Int Surg. 1988 Oct-Dec;73(4):237-40.
For a variety of reasons, primary amputation is often advised in the elderly individual with a severely ischemic leg. Reinforcing this recommendation is the perception that reconstructive arterial surgery in this group is far more expensive than the primary amputation. Living more than only one more year after amputation, professional nursing care cost approaches $100,000. In two recent studies, the cost for patients undergoing primary below the knee amputations plus rehabilitation was almost identical to the mean patient cost for arterial reconstruction.

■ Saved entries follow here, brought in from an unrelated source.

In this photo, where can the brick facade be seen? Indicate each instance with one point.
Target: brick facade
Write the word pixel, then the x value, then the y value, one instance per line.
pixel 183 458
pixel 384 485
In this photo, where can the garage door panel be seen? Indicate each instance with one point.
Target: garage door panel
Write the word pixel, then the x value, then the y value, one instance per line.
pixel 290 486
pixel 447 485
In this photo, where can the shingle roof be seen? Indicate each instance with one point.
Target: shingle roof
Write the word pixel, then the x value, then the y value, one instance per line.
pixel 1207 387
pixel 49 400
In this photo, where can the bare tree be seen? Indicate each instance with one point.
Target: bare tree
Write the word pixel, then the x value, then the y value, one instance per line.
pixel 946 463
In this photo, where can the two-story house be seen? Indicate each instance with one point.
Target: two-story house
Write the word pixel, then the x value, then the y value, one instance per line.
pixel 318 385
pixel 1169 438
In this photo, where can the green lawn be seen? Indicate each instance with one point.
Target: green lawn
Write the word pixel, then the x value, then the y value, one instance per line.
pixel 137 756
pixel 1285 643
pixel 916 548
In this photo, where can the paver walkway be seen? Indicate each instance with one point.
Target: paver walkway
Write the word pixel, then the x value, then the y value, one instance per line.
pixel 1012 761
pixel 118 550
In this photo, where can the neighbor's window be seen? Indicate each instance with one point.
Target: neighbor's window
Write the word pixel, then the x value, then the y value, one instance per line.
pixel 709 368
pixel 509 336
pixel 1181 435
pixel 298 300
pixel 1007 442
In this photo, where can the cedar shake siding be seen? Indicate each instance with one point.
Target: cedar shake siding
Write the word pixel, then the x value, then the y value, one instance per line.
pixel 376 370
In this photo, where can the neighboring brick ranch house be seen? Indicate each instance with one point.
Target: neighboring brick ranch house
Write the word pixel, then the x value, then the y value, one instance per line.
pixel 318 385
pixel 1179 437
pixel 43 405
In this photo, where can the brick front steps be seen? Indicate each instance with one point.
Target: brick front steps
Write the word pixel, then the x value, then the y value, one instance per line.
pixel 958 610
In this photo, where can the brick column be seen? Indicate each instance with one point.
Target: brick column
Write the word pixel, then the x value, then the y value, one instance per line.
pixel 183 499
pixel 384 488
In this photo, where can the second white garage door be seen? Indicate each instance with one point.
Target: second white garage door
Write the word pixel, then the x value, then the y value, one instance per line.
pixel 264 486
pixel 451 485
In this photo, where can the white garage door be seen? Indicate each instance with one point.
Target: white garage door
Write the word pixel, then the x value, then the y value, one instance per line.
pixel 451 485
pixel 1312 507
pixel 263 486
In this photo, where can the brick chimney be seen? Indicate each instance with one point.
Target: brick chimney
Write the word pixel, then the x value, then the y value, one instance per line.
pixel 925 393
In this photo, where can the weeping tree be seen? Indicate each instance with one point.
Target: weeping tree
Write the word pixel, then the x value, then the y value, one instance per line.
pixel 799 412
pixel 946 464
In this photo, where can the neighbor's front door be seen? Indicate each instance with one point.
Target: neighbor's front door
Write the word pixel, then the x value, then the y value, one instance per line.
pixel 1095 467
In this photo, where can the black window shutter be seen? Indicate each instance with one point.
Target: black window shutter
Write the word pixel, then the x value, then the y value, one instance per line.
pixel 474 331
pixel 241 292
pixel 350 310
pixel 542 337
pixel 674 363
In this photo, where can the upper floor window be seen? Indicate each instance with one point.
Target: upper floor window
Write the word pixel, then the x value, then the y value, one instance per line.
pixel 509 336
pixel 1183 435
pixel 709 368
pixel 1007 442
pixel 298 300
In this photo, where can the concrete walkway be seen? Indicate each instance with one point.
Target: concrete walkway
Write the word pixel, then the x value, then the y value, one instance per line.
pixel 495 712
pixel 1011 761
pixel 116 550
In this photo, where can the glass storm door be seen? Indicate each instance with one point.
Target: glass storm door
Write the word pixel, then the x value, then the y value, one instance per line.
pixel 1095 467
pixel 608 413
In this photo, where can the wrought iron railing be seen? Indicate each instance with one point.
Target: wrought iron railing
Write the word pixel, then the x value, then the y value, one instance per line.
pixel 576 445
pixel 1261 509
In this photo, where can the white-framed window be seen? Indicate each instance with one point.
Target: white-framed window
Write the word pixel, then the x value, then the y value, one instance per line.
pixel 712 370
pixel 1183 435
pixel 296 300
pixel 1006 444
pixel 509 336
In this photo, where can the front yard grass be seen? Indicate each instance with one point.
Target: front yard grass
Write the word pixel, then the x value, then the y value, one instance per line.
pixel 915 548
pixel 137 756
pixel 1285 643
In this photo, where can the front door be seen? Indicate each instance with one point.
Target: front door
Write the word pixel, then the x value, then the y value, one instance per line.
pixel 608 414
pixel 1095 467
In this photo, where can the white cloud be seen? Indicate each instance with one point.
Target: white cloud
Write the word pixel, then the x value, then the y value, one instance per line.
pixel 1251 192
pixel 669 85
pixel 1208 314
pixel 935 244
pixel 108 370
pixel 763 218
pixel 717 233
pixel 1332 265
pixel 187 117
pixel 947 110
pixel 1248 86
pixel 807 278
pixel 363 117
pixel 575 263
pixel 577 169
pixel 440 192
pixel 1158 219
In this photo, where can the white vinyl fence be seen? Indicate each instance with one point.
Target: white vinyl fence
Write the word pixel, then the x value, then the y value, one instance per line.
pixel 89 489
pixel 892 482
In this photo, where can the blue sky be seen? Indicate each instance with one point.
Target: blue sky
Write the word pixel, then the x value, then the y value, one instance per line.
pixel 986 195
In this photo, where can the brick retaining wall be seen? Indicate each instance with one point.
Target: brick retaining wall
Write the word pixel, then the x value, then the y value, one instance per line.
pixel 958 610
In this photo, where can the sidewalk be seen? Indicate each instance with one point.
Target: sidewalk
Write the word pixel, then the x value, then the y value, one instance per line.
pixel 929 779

In addition, under the prospective payment systems, substantial financial loss accrues to hospitals caring for these patients.
由于多种原因,对于患有严重缺血性腿部疾病的老年人,通常建议进行一期截肢。这一建议的依据是,人们认为该群体的重建性动脉手术比一期截肢要昂贵得多。截肢后存活超过一年,专业护理费用接近10万美元。在最近的两项研究中,接受一期膝下截肢加康复治疗的患者费用几乎与动脉重建的平均患者费用相同。此外,在前瞻性支付系统下,照顾这些患者的医院会遭受重大经济损失。